JW: how can we transport text tracks in live video?

  • in particular we have cue start times only with no end time - end times are determined by the start of the next cue; mostly for captions

SP: at one stage we had a proposal to introduce a special "NEXT" keyword for end times; then we can stream e.g. in-band in WebM?

PS: and use blank cues to get breaks

JW: it's a good proposal

PJ: how do we deal with chapters in live streaming?

SP: do they even make sense?

PS: for DVR, yes

JW: workflow - ppl want their content available as fast as possible

PJ: what to do for thumbnails for DVR? What if there is already containers that have in-band thumbnails?

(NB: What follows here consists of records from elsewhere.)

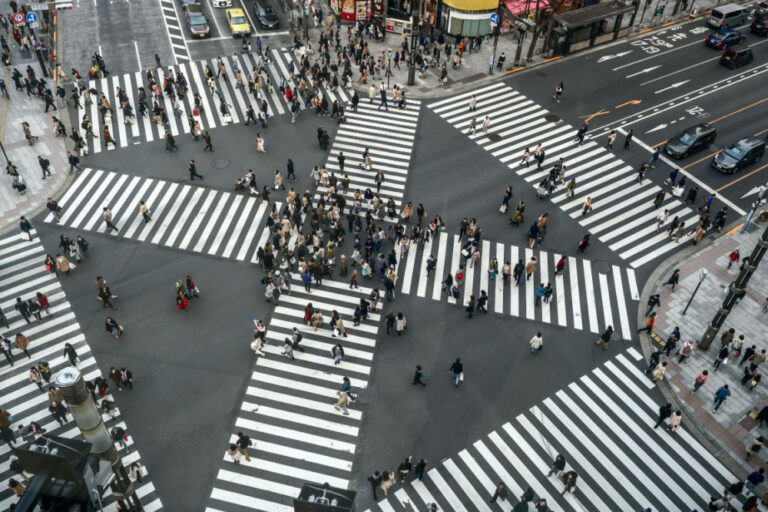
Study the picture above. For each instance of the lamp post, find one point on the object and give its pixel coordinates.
(91, 425)
(414, 25)
(702, 277)
(735, 289)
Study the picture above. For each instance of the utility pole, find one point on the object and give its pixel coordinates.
(91, 425)
(496, 27)
(416, 23)
(735, 290)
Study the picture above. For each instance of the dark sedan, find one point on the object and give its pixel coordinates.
(265, 15)
(197, 22)
(690, 140)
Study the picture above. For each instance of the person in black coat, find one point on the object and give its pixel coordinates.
(665, 411)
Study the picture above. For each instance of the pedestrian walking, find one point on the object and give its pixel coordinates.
(457, 371)
(665, 411)
(605, 338)
(106, 215)
(721, 395)
(500, 492)
(144, 211)
(628, 138)
(25, 227)
(557, 466)
(418, 376)
(536, 342)
(700, 380)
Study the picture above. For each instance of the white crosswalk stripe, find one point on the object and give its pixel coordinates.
(288, 411)
(602, 424)
(184, 217)
(143, 129)
(23, 274)
(584, 288)
(389, 138)
(623, 215)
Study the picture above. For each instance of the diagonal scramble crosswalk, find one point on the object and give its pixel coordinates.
(587, 295)
(623, 215)
(288, 410)
(23, 274)
(186, 217)
(603, 424)
(143, 129)
(389, 137)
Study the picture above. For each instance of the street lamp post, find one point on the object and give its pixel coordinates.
(735, 289)
(415, 23)
(91, 425)
(702, 277)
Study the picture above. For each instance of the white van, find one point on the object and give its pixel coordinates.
(728, 16)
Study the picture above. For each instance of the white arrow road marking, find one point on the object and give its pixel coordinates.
(673, 86)
(646, 70)
(611, 57)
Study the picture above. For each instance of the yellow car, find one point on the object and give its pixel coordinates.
(238, 23)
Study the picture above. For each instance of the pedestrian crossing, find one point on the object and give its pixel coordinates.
(623, 215)
(187, 217)
(237, 97)
(389, 137)
(288, 411)
(587, 295)
(23, 274)
(602, 424)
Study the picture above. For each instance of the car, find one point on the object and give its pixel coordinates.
(196, 21)
(690, 140)
(238, 23)
(760, 24)
(739, 155)
(265, 15)
(737, 55)
(724, 38)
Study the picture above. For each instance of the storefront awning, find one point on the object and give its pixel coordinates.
(590, 14)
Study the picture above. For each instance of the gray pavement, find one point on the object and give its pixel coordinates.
(732, 428)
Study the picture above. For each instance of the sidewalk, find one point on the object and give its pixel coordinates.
(474, 68)
(731, 429)
(13, 112)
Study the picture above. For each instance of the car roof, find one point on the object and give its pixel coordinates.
(749, 142)
(699, 128)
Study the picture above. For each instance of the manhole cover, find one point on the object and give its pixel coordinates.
(602, 267)
(366, 396)
(364, 492)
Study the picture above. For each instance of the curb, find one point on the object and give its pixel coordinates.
(652, 284)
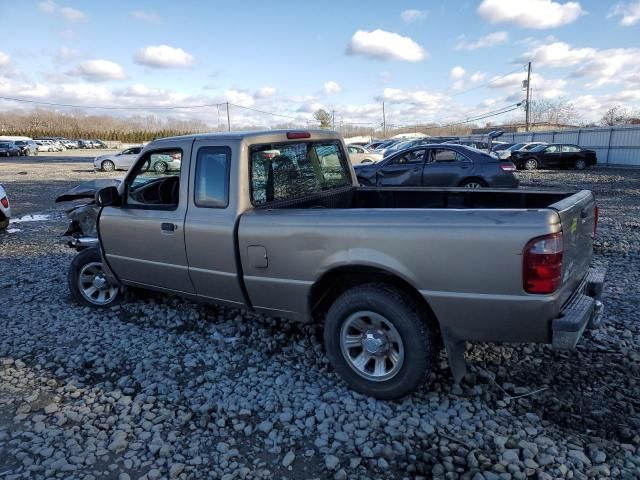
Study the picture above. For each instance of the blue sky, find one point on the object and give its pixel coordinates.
(429, 60)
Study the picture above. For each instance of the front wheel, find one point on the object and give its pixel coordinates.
(378, 341)
(108, 166)
(88, 283)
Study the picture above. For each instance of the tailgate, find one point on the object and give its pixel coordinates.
(577, 215)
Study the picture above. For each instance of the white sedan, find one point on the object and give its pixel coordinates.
(358, 155)
(5, 209)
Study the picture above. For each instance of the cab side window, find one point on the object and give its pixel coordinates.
(212, 177)
(570, 148)
(155, 181)
(413, 157)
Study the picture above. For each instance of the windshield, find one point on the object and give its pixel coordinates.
(538, 148)
(517, 146)
(289, 170)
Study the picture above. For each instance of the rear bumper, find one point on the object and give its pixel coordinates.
(583, 309)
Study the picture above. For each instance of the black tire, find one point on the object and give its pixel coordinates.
(473, 183)
(108, 166)
(411, 325)
(530, 164)
(84, 258)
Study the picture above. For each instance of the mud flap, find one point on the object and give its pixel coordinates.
(455, 353)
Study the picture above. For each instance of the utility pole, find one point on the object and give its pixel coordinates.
(384, 122)
(527, 120)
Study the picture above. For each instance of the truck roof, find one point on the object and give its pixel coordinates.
(314, 133)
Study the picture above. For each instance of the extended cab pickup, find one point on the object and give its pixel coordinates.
(275, 222)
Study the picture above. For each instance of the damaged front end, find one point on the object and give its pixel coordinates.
(83, 226)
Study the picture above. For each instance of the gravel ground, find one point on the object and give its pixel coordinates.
(163, 388)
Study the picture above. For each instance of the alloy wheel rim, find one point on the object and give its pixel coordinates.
(371, 346)
(94, 286)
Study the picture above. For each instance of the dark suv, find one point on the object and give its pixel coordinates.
(27, 147)
(554, 155)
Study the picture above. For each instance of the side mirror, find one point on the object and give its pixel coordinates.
(108, 197)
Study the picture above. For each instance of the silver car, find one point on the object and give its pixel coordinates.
(5, 209)
(358, 155)
(117, 161)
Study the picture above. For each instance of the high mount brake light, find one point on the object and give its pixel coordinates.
(296, 135)
(542, 266)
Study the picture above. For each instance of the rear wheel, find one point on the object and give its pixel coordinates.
(378, 341)
(88, 283)
(474, 183)
(108, 166)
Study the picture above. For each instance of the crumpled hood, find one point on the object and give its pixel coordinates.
(87, 189)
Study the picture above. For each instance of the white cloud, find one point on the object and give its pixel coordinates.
(541, 86)
(163, 56)
(457, 73)
(478, 77)
(265, 92)
(99, 71)
(415, 97)
(48, 7)
(613, 65)
(65, 54)
(4, 59)
(152, 18)
(535, 14)
(384, 45)
(331, 87)
(413, 15)
(558, 54)
(495, 38)
(70, 14)
(630, 13)
(240, 97)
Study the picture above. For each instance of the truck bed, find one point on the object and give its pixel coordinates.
(403, 197)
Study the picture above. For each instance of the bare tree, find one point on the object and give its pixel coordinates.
(323, 117)
(555, 112)
(617, 115)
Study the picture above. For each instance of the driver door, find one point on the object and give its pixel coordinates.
(143, 240)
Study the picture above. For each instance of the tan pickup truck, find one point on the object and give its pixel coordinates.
(275, 222)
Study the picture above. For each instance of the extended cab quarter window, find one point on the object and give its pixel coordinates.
(155, 181)
(212, 177)
(288, 170)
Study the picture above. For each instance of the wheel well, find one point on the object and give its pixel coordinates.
(477, 179)
(333, 283)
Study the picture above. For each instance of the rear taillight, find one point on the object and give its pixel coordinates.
(542, 271)
(508, 167)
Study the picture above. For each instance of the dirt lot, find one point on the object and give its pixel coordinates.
(163, 388)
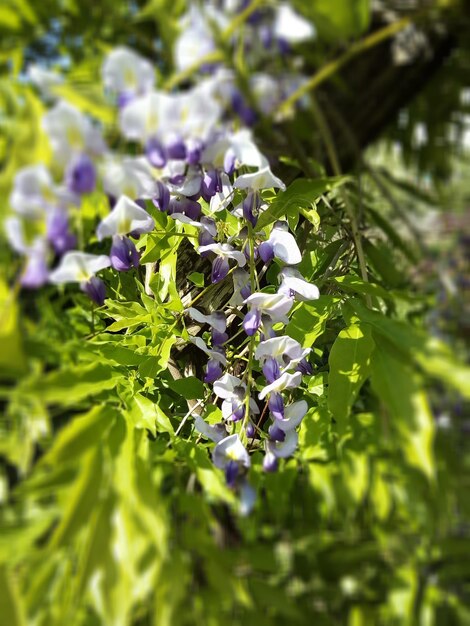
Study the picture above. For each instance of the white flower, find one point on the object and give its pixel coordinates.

We should support that.

JN: I don't know if there is a standardised thumbnail track in MP4?

PJ: it seems weird to put a condensed version of the movie into the movie

MD: is there an action plan for live VTT?


  • NEXT keyword instead of end time would enable support of live captioning
  • need to support live VTT - needs a spec change to stop blocking loading until all cues have been loaded

Cross-domain VTT

  • VC: it seems like cross-domain loading of VTT is blocked in the spec, but no browser implements it
  • PJ: same-origin, cross-origin sandboxed, cross-origin DOM-exposed are the three available options
  • VC: yes, but nobody has implemented it


  • need to discuss at W3C?


  • JN: in-band metadata cues are not yet exposed to iOS to the browser
  • Sam: 2nd screen use cases; metadata in cues for DOM interaction
  • MD: live MPEG-DASH support ? We need data events to JS from text tracks from HLS.
  • Steve: Re-using Track / Cue infrastructure for advertising (VMAP).